In one particularly notable scene in the season’s final episode, Frank digs up an old Underwood typewriter to write a letter to the president, blowing dust off of this antique writing instrument, tying Cards to decidedly outdated media.

Obviously, this comparison has its limits. The death of Zoe surely does not predict the death of the Netflix original series, nor should we assume that the streaming service has lost faith in itself. It may also be worth noting the many progressive features of the season: a remarkably sophisticated discussion of systemic sexual violence, the promotion of a military woman to Frank’s old job as majority whip, and a rather unexpected (if perfectly appropriate) offscreen sexual encounter between Frank, his wife Claire (Robin Wright), and their favourite Secret Service agent, Meechum (Nathan Darrow).

What this shift in thematic concerns suggests is that the novelty factor has indeed worn off. Initially enamored of its own newness, House of Cards wore novelty on its sleeve, building a new media manifesto around Zoe.

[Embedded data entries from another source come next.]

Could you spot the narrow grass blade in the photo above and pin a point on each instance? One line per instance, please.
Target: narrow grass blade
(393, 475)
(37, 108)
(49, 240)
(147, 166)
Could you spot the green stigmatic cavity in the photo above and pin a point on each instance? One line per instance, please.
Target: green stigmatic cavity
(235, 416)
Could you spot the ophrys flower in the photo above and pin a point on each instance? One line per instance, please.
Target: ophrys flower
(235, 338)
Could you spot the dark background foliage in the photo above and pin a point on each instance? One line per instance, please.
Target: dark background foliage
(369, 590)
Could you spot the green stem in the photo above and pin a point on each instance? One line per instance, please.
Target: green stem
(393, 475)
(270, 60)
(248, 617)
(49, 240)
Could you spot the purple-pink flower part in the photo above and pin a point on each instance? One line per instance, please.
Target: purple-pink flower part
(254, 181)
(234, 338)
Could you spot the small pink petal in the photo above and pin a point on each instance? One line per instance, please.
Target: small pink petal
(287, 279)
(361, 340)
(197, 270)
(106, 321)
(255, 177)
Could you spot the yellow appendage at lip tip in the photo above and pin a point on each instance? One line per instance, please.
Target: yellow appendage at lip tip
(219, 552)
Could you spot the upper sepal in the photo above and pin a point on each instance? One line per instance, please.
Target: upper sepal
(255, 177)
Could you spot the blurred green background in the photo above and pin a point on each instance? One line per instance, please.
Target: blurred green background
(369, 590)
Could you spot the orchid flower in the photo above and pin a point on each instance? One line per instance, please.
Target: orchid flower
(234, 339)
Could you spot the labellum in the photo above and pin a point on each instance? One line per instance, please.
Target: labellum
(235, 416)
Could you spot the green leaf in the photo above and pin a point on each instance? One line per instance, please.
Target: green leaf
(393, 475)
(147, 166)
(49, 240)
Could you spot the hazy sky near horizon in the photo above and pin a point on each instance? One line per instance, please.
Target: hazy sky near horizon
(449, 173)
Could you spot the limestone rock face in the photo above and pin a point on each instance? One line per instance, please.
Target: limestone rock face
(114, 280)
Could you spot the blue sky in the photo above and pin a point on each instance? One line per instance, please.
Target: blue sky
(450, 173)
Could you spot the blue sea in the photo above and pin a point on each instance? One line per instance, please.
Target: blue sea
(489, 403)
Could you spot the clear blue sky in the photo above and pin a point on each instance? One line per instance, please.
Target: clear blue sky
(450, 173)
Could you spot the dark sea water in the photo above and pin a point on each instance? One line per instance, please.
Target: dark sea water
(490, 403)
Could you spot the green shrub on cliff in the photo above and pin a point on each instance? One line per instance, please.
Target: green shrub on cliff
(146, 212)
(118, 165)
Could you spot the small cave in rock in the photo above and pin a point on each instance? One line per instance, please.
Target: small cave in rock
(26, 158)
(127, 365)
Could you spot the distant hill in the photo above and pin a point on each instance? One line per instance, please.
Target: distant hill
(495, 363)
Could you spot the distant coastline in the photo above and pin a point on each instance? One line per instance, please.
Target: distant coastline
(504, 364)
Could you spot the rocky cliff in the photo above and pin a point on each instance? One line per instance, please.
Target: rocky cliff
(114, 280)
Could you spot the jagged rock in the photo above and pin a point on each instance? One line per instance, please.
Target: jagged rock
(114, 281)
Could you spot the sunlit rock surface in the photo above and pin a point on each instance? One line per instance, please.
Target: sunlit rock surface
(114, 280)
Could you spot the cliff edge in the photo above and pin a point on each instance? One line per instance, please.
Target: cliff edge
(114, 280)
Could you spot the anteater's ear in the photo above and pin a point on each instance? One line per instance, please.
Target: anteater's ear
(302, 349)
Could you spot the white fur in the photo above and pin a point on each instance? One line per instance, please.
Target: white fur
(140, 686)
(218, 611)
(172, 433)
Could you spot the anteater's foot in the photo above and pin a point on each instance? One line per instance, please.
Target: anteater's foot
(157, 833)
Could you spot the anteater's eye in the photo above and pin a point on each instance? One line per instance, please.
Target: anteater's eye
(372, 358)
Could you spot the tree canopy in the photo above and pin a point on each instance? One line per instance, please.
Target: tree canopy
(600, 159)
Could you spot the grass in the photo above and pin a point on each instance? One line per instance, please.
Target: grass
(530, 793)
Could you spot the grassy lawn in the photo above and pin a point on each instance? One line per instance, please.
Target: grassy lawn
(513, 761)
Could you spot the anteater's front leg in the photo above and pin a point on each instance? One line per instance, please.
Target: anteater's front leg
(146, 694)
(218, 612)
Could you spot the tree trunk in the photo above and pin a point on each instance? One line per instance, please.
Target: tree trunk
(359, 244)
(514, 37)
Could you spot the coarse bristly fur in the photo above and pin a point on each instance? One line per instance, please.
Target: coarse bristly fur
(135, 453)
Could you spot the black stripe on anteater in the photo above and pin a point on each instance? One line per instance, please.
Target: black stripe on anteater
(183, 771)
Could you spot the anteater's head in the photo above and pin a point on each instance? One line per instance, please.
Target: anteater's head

So why drop this analogy in Season 2? Perhaps because we are all convinced. Perhaps because we are not so interested in novelty anymore. Perhaps because Netflix has won. Not in the sense that television has been ousted, but rather that Netflix has an assured place in the broader landscape. For a shockingly brief time, debate raged over whether online-only television would ever work, and now, two seasons in, it’s just another part of business as usual.